- DVD cover
- Also known as: Chupacabra Terror
- Written by: Steve Jankowski John Shepphird
- Directed by: John Shepphird
- Starring: John Rhys-Davies Giancarlo Esposito Dylan Neal Chelan Simmons
- Music by: Penka Kouneva
- Country of origin: United States
- Original language: English

Production
- Producers: Charles Arthur Berg Paul Colichman Steve Jankowski Stephen P. Jarchow Scott Putman Jeffrey Schenck
- Cinematography: Neal Brown
- Editor: Lawrence A. Maddox
- Running time: 89 minutes

Original release
- Network: Sci Fi Channel
- Release: January 29, 2005

= Chupacabra: Dark Seas =

2005 American film

Chupacabra: Dark Seas (released on DVD as Chupacabra Terror) is a 2005 Syfy channel original film directed by John Shepphird and starring John Rhys-Davies, Giancarlo Esposito, Dylan Neal, and Chelan Simmons. It was filmed on location in the Turks and Caicos Islands.

==Plot==
Dr. Peña (Esposito), a cryptozoologist, manages to capture El Chupacabra on a remote Caribbean island and smuggles it aboard the cruise ship Regent Queen, commanded by Captain Randolph (Rhys-Davies) with the assistance of his young daughter, and ship fitness instructor, Jenny (Simmons). The Regent Queen has been experiencing a rash of burglaries, and Federal Marshal Lance Thompson (Neal) is brought on board to investigate.

Unfortunately, crew members sneak into the cargo hold on their break; their curiosity getting the better of them, they accidentally unlock the shipping container holding the creature. It kills them and escapes into the ship. When bodies start turning up, all passengers are ordered back to their cabins. However, an old woman is trying to catch her Shih Tzu; she follows it into the casino, where she finds, to her horror, El Chupacabra devouring her dog. Seeing the woman a better meal, the beast attacks and eats her.

U.S. Navy Seals are called in to help stop the creature, but their efforts are hindered by Dr.
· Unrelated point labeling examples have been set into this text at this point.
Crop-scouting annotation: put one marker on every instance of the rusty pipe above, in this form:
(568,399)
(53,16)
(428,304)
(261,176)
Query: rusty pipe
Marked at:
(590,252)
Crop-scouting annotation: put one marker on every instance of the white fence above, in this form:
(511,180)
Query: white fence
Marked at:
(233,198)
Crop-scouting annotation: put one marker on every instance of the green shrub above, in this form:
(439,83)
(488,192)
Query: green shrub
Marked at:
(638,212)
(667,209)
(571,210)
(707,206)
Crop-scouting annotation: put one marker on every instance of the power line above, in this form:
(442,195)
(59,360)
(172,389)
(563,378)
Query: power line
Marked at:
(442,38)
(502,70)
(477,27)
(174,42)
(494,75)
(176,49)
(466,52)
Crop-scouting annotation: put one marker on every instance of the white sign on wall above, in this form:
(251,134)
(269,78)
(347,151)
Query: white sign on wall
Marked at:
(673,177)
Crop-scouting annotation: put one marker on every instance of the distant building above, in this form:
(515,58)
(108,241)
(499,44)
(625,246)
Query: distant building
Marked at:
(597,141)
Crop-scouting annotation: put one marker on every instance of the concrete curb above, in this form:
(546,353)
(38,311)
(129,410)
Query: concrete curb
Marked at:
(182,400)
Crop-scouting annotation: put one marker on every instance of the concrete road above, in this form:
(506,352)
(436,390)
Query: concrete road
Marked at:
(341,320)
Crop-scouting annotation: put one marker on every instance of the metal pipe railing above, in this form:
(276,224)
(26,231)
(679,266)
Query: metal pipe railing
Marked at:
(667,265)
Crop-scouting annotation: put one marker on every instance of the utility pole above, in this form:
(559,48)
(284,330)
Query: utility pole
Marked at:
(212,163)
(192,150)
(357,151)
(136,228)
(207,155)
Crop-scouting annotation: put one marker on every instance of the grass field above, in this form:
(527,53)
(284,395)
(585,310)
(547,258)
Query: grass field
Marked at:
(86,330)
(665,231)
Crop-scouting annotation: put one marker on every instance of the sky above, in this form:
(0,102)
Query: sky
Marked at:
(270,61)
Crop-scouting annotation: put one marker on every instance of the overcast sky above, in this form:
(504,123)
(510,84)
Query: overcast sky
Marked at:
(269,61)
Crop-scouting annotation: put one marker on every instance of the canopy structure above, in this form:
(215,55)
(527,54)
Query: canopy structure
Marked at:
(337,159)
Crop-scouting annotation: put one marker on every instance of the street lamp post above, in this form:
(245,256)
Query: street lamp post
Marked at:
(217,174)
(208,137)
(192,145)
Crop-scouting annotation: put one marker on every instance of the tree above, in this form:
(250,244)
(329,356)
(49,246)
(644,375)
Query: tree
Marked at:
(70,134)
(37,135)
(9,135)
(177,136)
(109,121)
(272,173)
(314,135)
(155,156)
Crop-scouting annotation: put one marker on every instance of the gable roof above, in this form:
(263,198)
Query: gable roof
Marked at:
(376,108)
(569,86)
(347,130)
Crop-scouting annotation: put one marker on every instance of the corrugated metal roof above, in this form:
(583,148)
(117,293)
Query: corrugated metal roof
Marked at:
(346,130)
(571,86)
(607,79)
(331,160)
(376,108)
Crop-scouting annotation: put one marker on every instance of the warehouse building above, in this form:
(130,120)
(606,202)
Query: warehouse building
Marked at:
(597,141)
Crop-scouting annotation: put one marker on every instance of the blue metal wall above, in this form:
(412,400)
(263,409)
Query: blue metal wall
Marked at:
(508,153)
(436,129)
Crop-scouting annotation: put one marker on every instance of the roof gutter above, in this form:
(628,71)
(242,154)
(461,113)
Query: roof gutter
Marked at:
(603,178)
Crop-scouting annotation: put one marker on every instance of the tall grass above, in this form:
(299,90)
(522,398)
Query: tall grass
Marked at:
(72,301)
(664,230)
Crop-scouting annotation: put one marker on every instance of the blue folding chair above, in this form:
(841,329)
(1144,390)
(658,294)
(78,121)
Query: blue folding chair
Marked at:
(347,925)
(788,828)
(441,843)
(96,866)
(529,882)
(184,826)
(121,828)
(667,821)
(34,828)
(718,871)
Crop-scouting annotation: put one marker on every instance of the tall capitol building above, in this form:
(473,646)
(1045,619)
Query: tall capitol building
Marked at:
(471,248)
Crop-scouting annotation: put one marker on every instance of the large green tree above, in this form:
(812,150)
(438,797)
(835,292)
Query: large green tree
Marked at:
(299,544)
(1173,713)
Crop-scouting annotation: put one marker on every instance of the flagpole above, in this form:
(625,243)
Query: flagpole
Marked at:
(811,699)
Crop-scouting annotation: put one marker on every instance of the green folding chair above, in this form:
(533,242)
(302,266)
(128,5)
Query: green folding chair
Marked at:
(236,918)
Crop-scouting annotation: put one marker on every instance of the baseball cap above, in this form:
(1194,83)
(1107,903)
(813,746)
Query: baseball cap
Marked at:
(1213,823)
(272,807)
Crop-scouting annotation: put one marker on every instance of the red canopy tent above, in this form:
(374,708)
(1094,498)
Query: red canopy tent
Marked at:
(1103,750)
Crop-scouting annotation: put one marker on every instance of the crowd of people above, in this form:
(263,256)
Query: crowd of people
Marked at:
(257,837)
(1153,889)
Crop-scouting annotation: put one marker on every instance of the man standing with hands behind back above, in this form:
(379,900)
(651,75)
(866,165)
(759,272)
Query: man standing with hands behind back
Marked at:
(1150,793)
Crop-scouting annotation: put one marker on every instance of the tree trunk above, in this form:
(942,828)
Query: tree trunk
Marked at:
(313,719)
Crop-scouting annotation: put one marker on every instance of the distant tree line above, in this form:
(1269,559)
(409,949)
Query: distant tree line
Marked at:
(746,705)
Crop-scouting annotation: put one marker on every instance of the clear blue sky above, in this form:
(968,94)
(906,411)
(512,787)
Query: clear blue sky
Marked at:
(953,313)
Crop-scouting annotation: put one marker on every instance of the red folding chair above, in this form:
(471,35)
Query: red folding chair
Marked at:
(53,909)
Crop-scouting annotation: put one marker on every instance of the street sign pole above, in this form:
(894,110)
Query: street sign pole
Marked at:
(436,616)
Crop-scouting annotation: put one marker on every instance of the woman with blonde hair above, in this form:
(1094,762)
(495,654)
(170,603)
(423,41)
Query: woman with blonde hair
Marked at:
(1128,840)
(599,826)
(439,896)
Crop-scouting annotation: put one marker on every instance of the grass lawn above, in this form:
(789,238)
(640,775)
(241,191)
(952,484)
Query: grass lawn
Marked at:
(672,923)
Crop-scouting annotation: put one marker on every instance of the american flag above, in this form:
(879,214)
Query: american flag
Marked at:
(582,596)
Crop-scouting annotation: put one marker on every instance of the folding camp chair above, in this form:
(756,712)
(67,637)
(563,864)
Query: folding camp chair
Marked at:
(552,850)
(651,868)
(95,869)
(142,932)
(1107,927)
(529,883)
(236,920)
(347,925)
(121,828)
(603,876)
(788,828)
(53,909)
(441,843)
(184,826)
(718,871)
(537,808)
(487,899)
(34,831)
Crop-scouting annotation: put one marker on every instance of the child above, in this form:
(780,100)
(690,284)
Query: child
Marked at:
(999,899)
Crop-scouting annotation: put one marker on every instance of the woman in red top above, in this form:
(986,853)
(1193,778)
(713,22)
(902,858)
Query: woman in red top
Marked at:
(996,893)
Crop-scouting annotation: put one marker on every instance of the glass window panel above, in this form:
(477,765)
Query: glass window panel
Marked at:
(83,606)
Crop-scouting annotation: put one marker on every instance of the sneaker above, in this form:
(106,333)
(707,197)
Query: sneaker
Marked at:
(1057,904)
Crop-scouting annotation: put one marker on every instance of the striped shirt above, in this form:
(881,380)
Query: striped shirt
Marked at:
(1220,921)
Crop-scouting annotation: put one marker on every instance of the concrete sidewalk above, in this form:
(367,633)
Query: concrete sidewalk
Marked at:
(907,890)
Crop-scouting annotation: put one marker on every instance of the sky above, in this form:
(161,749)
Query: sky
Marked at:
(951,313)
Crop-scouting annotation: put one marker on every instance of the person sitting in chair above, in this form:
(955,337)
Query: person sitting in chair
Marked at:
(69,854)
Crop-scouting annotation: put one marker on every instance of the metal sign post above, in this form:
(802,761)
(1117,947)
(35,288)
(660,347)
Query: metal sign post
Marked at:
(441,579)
Peña, who believes the creature's life is more valuable than the lives of those aboard. The Navy Seals are killed off one by one by the beast and Dr. Peña resorts to using Jenny as live bait to recapture El Chupacabra. However, he is foiled when the beast outsmarts and fatally wounds him. Jenny is saved by Lance and they meet up with her father, who has set the engines to explode as all the other passengers have been evacuated. They flee on a lifeboat moments before the ship blows up and sinks the ship, taking the beast with it. As the group watches the ship sink, Captain Randolph tells Jenny and Lance that he has decided to retire and write his memoirs.

==Cast==
- John Rhys-Davies as Captain 'Daddy' Randolph
- Dylan Neal as Lance Thompson
- Chelan Simmons as Jenny Randolph
- Giancarlo Esposito as Dr. Peña
- Paula Shaw as Millie Hartman
- David Millbern as Rick McGraw
- Luke Darnell as Ensign Peters
- Mark Viniello as El Chupacabra

==Home media==
The film was released on DVD by Columbia TriStar on May 3, 2005. It was later released by Sony Pictures Home Entertainment on July 3, 2016.

==Reception==

Chupacabra: Dark Seas received mostly negative reviews upon its release, with many critics criticizing the film's acting, dialogue, and clichéd script.
TV Guide panned the film, awarding it 1/4 stars criticizing the film's reliance on cheap thrills and parodistic laughs stating, "[though] the gore may satisfy die-hard monster mashers, but the cheesy-looking creature isn’t fit to touch the gills of the Creature from the Black Lagoon". Andrew Smith from Popcorn Pictures awarded the film a score of 3/10, writing, "Chupacabra: Dark Seas contains some alright moments but it’s not nearly enough to have to sit through yet another bargain basement creature feature from the Sci-Fi Channel. With an appalling script which goes through the motions from the opening scene right up until the end credits, even the decent make-up effects can’t save this mess." David Nusair from ReelFilm Reviews gave the film 2/4 stars, calling it "a mildly entertaining horror flick". In his review, Nusair criticized the film's dialogue, and clichéd story.

Scott Weinberg from DVD Talk called the film "hilarious" writing, "Every conceivable component of the movie - the comically amateurish acting performances, the head-slappingly stupid screenplay, the dry-as-paint directorial approach, the gore-soaked "guy in a rubber suit" monster, the goofball CGI cruise ship used in the various establishing shots—just screams of accidental entertainment."